Fortunately, masters are available to those programmers who will apprentice themselves. Patterns and anti-patterns are a body of work that can play the role of master. Patterns are general blueprints for solutions to known problems. These blueprints, when implemented correctly and applied to the correct kind of problem, have proved effective. Anti-patterns are the opposite: solutions that are known to fail.
Patterns currently come in three flavors: creational, structural, and behavioral:
- Creational patterns deal with object creation.
- Structural patterns deal with class and object composition.
- Behavioral patterns address object interaction and the distribution of responsibility.

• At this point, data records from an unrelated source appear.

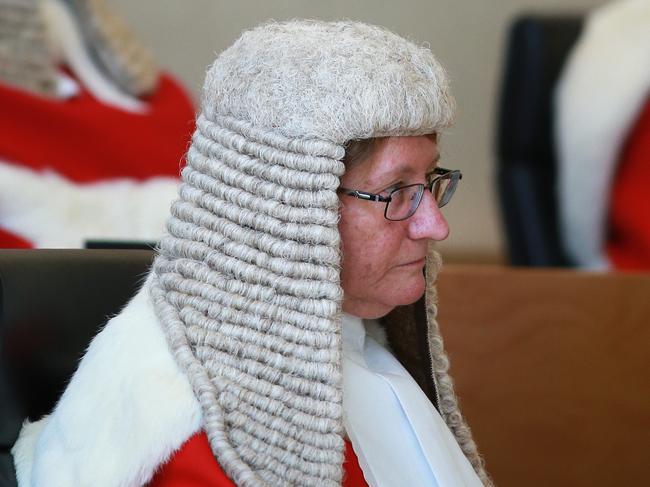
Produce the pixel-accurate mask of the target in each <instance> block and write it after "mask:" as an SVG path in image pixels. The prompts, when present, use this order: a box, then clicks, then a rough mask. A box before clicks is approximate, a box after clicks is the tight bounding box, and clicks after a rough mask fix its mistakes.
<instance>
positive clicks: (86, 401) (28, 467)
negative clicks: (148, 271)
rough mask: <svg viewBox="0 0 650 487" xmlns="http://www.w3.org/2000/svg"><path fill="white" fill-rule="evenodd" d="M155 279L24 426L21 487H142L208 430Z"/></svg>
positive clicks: (21, 465)
mask: <svg viewBox="0 0 650 487" xmlns="http://www.w3.org/2000/svg"><path fill="white" fill-rule="evenodd" d="M148 282H149V281H148ZM148 282H147V284H145V286H144V287H143V289H142V290H141V291H140V292H139V293H138V294H137V295H136V296H135V297H134V298H133V300H132V301H131V302H130V303H129V304H128V305H127V306H126V308H124V310H123V311H122V312H121V313H120V314H119V315H117V316H116V317H114V318H113V319H111V320H110V321H109V322H108V324H107V325H106V327H105V328H104V329H103V330H102V331H101V332H100V333H99V334H98V335H97V336H96V337H95V339H94V340H93V341H92V342H91V344H90V347H89V348H88V352H87V353H86V355H85V357H84V358H83V360H82V362H81V364H80V366H79V369H78V370H77V372H76V373H75V374H74V376H73V378H72V380H71V382H70V384H69V386H68V387H67V389H66V391H65V392H64V394H63V396H62V397H61V400H60V401H59V403H58V405H57V406H56V408H55V410H54V412H53V413H52V414H51V415H50V416H49V417H46V418H44V419H42V420H41V421H39V422H38V423H35V424H32V425H26V426H25V427H24V428H23V431H22V432H21V435H20V438H19V440H18V442H17V443H16V445H15V446H14V448H13V450H12V453H13V455H14V456H15V461H16V467H17V473H18V480H19V486H20V487H27V486H43V485H47V486H54V487H58V486H60V487H69V486H72V485H74V486H78V487H85V486H93V487H102V486H106V487H115V486H139V485H143V484H144V483H146V482H148V481H149V480H150V479H151V477H152V476H153V474H154V473H155V471H156V469H157V467H158V466H159V465H160V464H161V463H163V462H164V461H166V460H167V459H168V458H169V456H170V455H171V454H172V453H173V452H174V451H175V450H177V449H178V448H179V447H180V446H181V445H182V444H183V442H185V441H186V440H187V439H188V438H189V437H190V436H192V435H193V434H194V433H196V432H197V431H199V429H200V428H201V408H200V405H199V403H198V401H197V400H196V398H195V396H194V394H193V392H192V388H191V386H190V384H189V382H188V380H187V378H186V377H185V374H184V373H183V372H182V371H181V370H180V369H179V368H178V366H177V365H176V362H175V361H174V358H173V356H172V354H171V352H170V351H169V350H168V347H167V342H166V339H165V336H164V334H163V332H162V330H161V328H160V325H159V324H158V320H157V318H156V316H155V313H154V309H153V305H152V303H151V301H150V297H149V284H148Z"/></svg>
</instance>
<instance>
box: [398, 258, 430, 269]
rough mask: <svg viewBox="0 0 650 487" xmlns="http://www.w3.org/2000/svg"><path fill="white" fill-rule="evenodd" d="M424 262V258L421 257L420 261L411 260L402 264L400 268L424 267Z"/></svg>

Because patterns are evolving and still being discovered, very few are experts in them. However, the number of pattern practitioners is increasing, and several excellent references on patterns are available today. (A must-have for every practitioner is Design Patterns: Elements of Reusable Object-Oriented Software by Erich Gamma, et. al.) In fact, many patterns—and more recently anti-patterns—are well documented, and you can easily find many successful examples.
This article discusses a pattern that is both easy to implement and easy to use in Visual Basic 6, the State pattern. VB6 can be prone to disorganization and the State pattern, a behavioral pattern, is a consummate organizer.
Dynamic Object Reclassification
Typically, problems arise when a form tries to do too much. For example, suppose you can interact with a form in the following states: browse mode, edit mode, and administrative mode. Generally, you end up writing a lot of conditional code that depends on some flag—let's say a mode flag for argument's sake—and uses a lot of conditional checks to turn controls on and off and permit editing and updating based on the state of this flag. The result is generally spaghetti code of varying disorganization.
Now, I am not impugning anybody's dedication or desire. What I am saying is that requirements typically evolve and change, and complexity insidiously winds its way into code. Proactively using the State behavior pattern can prevent behavioral complexity, and reactively using it can eliminate such complexity once it rears its ugly head.
The basic idea is that a particular class represents a context. A good example is a form. The form is coded in such a way that a state object, an interface, defines its behavior. A behavior class implements the interface for each state possibility. By dynamically changing the instance of the state object, one changes the behavior of the context—in this example, the behavior of the form. This is referred to as dynamic reclassification.